While I feel quite bad for future generations of players that will inevitably suckered into buying subscription services, endless reprints of books with tweaked rule sets, merchandise, and microtransactions on WotC's official tabletop RPG, I'm glad the hobby is relatively independent of what any company does, much more so than something like Magic the Gathering. Nothing WotC can do will ruin the game for anyone willing to pirate a PDF of the player's handbook and use a little imagination.
The article's claim that any dungeon master needs to buy the player's handbook, the monster manual, and the dungeon master's guide is completely ridiculous. You can find the stats to monsters online on a whole host of websites, and the DMG is basically just advice and little minigames. You're probably better off taking inspiration from it at best, and house-ruling things like chases.

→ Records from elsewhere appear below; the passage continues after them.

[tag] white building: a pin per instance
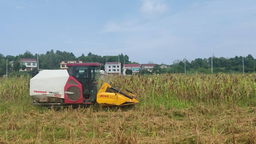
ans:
(113, 68)
(29, 63)
(63, 64)
(135, 68)
(148, 67)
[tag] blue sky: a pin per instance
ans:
(160, 31)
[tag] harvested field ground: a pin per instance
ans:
(172, 109)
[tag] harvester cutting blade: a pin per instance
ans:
(111, 96)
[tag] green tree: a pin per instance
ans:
(16, 65)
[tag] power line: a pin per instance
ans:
(6, 68)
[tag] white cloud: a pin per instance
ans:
(112, 27)
(153, 7)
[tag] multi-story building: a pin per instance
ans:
(148, 67)
(113, 68)
(63, 64)
(29, 63)
(135, 68)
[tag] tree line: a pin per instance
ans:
(52, 59)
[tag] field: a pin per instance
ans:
(178, 108)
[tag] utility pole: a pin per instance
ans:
(37, 63)
(6, 68)
(243, 64)
(185, 67)
(212, 63)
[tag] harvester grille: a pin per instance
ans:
(76, 95)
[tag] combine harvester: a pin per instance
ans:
(76, 86)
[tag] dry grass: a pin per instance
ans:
(182, 121)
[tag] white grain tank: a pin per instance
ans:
(48, 86)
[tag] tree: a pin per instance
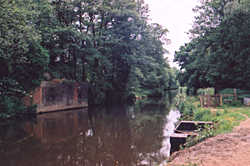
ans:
(219, 50)
(22, 59)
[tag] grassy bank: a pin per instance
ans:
(225, 117)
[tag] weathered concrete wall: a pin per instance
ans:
(59, 95)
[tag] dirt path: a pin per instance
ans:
(232, 149)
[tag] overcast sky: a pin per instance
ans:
(175, 15)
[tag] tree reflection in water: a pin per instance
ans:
(87, 138)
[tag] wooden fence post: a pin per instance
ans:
(221, 99)
(235, 94)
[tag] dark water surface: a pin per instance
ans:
(79, 138)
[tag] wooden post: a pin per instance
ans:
(221, 99)
(201, 101)
(235, 94)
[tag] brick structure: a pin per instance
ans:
(58, 95)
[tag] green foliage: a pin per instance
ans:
(219, 49)
(108, 44)
(22, 58)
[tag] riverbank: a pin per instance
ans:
(230, 149)
(227, 144)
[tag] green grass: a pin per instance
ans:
(225, 117)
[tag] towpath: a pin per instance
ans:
(231, 149)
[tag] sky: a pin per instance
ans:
(175, 15)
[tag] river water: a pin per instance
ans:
(118, 136)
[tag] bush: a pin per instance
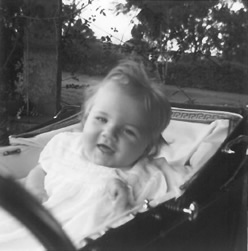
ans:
(225, 76)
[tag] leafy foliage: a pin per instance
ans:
(210, 35)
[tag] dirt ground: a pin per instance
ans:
(72, 89)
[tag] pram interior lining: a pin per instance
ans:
(192, 137)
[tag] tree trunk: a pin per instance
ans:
(42, 71)
(4, 140)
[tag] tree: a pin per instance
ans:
(10, 53)
(198, 27)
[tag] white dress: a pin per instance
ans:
(78, 192)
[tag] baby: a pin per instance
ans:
(108, 167)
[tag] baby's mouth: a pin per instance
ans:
(105, 149)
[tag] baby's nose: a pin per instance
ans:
(110, 131)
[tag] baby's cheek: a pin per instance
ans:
(119, 194)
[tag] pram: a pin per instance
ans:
(206, 211)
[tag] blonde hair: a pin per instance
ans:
(132, 78)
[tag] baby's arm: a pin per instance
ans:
(120, 194)
(35, 183)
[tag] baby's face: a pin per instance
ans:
(116, 129)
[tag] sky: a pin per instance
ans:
(117, 26)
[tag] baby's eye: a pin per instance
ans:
(101, 119)
(130, 132)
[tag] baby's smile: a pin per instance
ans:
(105, 149)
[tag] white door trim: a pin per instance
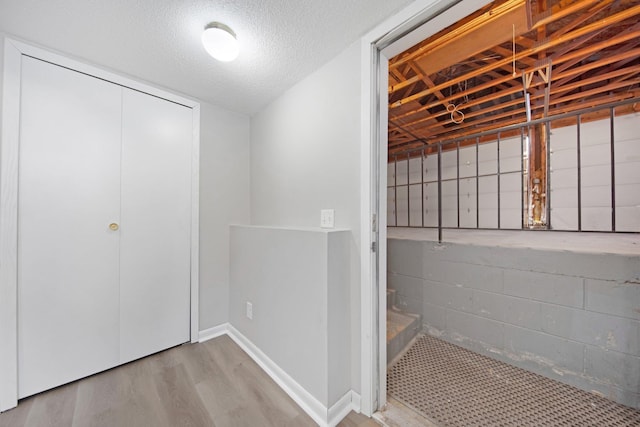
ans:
(9, 149)
(393, 36)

No wonder 5e is having a dungeon master shortage if DMs are expected to shell out so much cash, as well as host a game a lot of the time.
because it comes at a time where economists are saying we're nearing recession because we're making everyone pay too much
Hasbro has always been really bad about knowing its monetary limits but ESPECIALLY now.

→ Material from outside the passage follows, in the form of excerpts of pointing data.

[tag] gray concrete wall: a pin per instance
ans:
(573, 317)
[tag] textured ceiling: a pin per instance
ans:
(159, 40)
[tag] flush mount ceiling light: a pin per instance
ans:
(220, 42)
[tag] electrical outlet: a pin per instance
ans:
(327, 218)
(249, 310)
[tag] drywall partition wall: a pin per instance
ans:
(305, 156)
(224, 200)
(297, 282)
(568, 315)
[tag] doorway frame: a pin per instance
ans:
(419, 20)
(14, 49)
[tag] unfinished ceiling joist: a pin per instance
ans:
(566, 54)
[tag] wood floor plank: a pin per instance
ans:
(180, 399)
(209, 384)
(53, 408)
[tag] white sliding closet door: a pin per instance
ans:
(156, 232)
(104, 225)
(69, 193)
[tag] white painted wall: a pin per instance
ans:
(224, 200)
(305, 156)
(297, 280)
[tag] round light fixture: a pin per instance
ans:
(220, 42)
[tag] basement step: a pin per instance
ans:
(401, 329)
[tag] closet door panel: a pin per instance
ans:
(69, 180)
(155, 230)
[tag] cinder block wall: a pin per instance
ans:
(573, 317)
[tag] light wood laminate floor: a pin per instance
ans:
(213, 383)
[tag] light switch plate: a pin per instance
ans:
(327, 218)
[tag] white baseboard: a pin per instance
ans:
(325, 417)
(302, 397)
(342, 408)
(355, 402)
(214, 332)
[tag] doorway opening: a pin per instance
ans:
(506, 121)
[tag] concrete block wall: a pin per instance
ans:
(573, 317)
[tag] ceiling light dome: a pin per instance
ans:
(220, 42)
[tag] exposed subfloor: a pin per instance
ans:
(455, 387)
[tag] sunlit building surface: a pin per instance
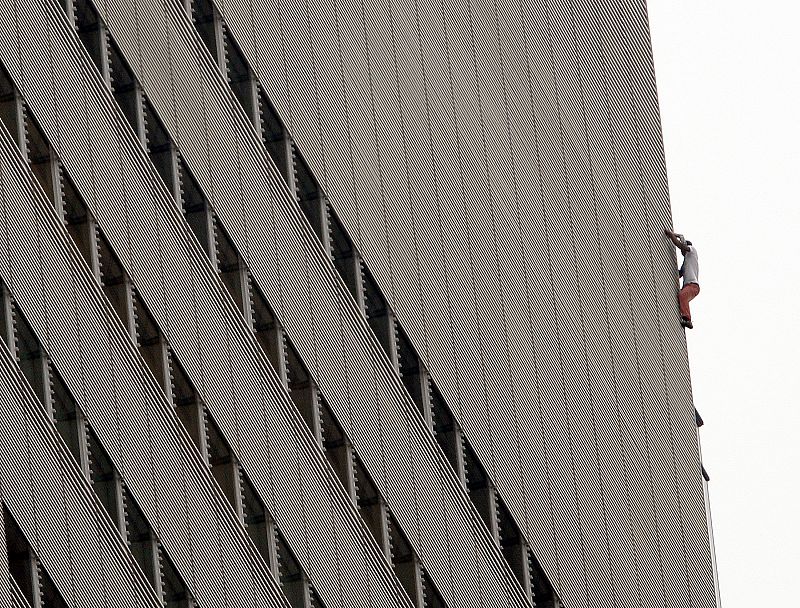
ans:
(341, 304)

It’s funny how they’ve been consistently advised they’re overcharging and overproducing for MtG and they’re going “yeah, let’s kill D&D too just like that”, simply incredible dumbfuckery.
Especially when, unlike MtG, D&D has strong competition AND doesn’t rely on needing products to play. Fan-created works literally rule the D&D space and making it more expensive just pushes people to those fanworks instead of official sources.
The brains on these jackasses are like walnuts.